Upstream waves driven through cyclotron resonance by solar wind ions by an backscattered from the Earth’s bow shock are considered to be the main day side energy source of ultra low frequency (ULF) fast mode waves in the Pc3-4 frequency band (6.7 – 100 mHz) in the Earth’s magnetosphere. The wave energy that is generated in the foreshock region is transferred across magnetic field lines to reach the inner magnetosphere where it is observed as compressional Pc3-4 waves.

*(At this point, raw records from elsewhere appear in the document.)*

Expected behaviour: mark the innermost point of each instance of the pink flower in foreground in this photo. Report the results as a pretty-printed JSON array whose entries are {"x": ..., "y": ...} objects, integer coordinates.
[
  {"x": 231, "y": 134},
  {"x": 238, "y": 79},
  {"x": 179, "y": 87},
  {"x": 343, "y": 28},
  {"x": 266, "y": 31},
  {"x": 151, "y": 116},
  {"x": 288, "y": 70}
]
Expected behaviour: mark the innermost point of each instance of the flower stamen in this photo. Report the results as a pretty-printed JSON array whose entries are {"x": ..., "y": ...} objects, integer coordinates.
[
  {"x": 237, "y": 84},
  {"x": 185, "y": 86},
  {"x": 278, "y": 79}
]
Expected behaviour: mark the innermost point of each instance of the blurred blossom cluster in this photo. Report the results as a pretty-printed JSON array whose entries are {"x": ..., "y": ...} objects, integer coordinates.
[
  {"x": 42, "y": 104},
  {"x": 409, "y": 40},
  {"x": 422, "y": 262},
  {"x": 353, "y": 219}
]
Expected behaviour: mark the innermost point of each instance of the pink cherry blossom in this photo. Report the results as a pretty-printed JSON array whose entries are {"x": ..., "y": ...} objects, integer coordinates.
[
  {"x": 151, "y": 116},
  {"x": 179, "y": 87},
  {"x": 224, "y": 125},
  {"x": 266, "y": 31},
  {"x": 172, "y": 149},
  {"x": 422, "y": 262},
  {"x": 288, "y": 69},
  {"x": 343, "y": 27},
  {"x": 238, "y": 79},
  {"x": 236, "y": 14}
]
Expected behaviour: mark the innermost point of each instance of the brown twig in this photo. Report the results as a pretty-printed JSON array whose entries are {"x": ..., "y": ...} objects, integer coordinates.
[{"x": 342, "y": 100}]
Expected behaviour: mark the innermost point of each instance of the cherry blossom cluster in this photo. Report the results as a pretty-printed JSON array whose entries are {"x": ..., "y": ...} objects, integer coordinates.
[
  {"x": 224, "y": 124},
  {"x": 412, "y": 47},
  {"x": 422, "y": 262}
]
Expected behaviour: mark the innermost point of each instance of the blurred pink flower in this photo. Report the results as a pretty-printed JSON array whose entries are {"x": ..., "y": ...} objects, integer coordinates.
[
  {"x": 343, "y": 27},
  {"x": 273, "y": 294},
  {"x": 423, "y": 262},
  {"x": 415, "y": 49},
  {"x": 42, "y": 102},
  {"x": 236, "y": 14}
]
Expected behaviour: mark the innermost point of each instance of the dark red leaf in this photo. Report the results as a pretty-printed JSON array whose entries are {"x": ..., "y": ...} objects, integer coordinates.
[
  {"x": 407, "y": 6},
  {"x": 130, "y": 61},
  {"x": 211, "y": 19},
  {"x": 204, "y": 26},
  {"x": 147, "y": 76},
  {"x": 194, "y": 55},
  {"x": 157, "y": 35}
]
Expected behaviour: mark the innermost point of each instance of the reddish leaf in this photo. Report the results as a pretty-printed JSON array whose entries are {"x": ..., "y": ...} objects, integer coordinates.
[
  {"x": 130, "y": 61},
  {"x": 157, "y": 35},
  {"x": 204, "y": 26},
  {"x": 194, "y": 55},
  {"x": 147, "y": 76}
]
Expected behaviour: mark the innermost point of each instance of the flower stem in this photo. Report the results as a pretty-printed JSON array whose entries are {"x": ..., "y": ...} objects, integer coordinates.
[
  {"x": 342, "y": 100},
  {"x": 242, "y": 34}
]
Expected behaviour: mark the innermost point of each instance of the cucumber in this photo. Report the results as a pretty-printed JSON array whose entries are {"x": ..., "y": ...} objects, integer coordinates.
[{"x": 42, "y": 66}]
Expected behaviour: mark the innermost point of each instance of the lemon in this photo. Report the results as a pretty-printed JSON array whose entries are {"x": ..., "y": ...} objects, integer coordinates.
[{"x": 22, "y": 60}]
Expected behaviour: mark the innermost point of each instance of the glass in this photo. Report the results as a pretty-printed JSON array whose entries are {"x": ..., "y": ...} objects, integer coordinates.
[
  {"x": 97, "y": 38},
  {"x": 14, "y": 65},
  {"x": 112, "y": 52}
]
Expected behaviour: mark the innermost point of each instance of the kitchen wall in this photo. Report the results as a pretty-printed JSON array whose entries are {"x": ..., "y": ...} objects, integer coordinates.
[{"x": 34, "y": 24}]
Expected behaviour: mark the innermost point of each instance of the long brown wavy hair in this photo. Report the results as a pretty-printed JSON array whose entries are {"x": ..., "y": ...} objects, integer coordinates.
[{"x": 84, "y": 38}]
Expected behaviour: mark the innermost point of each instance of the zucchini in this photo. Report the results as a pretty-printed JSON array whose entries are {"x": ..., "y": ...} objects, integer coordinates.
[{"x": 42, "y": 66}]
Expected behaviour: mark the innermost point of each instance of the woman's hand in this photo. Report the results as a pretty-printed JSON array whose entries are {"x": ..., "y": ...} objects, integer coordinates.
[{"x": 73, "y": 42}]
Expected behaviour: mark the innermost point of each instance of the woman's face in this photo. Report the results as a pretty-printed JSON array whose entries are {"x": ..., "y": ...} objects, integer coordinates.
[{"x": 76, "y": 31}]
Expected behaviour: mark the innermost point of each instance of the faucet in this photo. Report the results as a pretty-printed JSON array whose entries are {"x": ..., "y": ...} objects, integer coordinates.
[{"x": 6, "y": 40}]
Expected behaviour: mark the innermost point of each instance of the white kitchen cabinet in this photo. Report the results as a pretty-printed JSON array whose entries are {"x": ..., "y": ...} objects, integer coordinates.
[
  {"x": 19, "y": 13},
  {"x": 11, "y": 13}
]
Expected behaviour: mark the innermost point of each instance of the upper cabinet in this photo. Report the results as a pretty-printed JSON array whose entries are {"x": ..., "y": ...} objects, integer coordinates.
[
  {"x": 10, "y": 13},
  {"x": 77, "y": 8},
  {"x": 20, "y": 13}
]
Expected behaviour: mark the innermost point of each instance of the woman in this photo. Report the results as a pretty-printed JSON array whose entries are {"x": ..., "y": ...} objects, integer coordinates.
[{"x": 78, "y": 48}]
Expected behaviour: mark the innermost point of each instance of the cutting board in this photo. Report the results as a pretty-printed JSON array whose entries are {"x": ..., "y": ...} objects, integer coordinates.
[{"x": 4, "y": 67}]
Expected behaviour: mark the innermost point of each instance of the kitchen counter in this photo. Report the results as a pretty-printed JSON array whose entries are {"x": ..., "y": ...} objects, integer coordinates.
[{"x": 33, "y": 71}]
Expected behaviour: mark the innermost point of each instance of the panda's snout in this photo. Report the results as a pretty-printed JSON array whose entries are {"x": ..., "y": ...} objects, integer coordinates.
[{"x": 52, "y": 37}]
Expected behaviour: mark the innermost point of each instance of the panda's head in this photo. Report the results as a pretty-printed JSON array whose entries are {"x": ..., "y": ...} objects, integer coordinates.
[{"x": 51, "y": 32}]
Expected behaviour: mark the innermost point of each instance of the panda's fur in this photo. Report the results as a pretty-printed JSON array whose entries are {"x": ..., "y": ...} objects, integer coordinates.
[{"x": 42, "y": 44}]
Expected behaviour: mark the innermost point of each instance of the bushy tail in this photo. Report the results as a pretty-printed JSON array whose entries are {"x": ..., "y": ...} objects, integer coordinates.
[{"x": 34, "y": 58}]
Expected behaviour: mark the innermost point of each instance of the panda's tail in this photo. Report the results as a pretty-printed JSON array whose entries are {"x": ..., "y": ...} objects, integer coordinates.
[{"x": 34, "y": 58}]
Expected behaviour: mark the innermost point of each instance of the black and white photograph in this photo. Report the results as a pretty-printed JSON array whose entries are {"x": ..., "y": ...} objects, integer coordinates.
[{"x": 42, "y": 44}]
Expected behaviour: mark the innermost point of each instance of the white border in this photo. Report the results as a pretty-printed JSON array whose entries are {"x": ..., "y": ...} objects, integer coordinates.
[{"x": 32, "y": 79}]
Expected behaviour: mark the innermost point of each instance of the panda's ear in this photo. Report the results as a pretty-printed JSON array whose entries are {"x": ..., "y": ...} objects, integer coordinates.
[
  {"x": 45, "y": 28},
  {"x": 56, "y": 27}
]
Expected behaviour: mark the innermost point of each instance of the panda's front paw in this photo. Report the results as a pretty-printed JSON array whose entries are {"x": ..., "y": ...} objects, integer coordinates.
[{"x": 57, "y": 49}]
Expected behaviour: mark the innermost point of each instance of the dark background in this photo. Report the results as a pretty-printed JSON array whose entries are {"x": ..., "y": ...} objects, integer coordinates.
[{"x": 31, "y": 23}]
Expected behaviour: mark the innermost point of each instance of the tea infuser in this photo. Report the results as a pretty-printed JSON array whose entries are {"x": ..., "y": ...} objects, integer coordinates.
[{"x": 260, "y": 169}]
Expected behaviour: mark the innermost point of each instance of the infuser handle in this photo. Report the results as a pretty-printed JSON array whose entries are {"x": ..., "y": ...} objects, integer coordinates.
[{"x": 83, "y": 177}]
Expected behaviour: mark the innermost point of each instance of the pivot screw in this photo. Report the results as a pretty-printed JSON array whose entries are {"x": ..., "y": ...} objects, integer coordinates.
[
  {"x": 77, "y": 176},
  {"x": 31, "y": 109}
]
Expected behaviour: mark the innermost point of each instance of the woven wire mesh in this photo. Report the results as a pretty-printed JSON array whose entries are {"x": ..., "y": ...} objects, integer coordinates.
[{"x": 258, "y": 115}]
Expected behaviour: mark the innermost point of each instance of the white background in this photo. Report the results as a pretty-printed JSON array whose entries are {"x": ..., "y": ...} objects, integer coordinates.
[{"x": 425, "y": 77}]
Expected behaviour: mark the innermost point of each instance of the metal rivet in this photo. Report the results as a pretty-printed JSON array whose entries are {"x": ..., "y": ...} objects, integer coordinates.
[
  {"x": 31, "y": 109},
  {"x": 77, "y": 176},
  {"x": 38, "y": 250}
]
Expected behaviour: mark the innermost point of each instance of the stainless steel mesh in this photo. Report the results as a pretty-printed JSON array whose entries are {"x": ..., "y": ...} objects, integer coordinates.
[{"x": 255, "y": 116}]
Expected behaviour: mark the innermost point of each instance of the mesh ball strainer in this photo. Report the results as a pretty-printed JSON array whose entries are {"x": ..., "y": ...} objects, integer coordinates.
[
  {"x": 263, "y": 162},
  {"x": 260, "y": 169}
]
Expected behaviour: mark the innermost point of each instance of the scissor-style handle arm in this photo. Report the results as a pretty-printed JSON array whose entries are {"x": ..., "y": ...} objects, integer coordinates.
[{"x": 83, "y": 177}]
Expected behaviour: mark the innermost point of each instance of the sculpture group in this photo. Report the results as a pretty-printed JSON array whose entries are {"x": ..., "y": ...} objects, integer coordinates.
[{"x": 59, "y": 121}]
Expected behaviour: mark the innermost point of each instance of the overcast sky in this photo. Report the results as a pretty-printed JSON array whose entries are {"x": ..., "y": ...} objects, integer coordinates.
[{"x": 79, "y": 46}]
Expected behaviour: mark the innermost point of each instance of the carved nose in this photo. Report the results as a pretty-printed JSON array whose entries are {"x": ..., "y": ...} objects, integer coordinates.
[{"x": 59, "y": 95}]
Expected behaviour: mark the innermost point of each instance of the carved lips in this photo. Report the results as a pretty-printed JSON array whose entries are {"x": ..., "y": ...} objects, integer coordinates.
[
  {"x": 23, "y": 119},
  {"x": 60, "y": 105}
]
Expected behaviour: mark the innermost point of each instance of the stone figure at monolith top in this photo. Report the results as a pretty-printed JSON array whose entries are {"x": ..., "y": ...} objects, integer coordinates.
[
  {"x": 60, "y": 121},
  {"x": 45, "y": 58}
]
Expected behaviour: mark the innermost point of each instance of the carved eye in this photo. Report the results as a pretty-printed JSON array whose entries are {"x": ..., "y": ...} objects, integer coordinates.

Magnetohydrodynamic (MHD) waves propagating from the foreshock to the ground are affected by both the magnetosphere and the ionosphere. In the inhomogeneous magnetosphere compressional waves (F in figure) launch shear Alfvén waves (A in figure) propagating along magnetic field lines. The coupling is the most efficient where the UW frequency matches the local field line resonance (FLR) eigenfrequency. Fast mode UWs and associated FLRs are the primary day side source of low and middle-latitude ULF waves. The ionosphere is a boundary of high conductivity separating the magnetosphere and neutral atmosphere. Under day side conditions large scale compressional waves are partially reflected from the ionosphere, while on the night side they are transmitted directly to the ground. Mode conversion from compressional to Alfvén mode is negligible at typical scales. Shear Alfvén waves are partially reflected, partially converted by the ensuing ionospheric current system into an evanescent compressional mode with an e-folding distance depending on the azimuthal wave number.
Observations of ULF waves in the topside ionosphere is of key importance in understanding the role of the ionosphere in the wave-plasma medium interactions.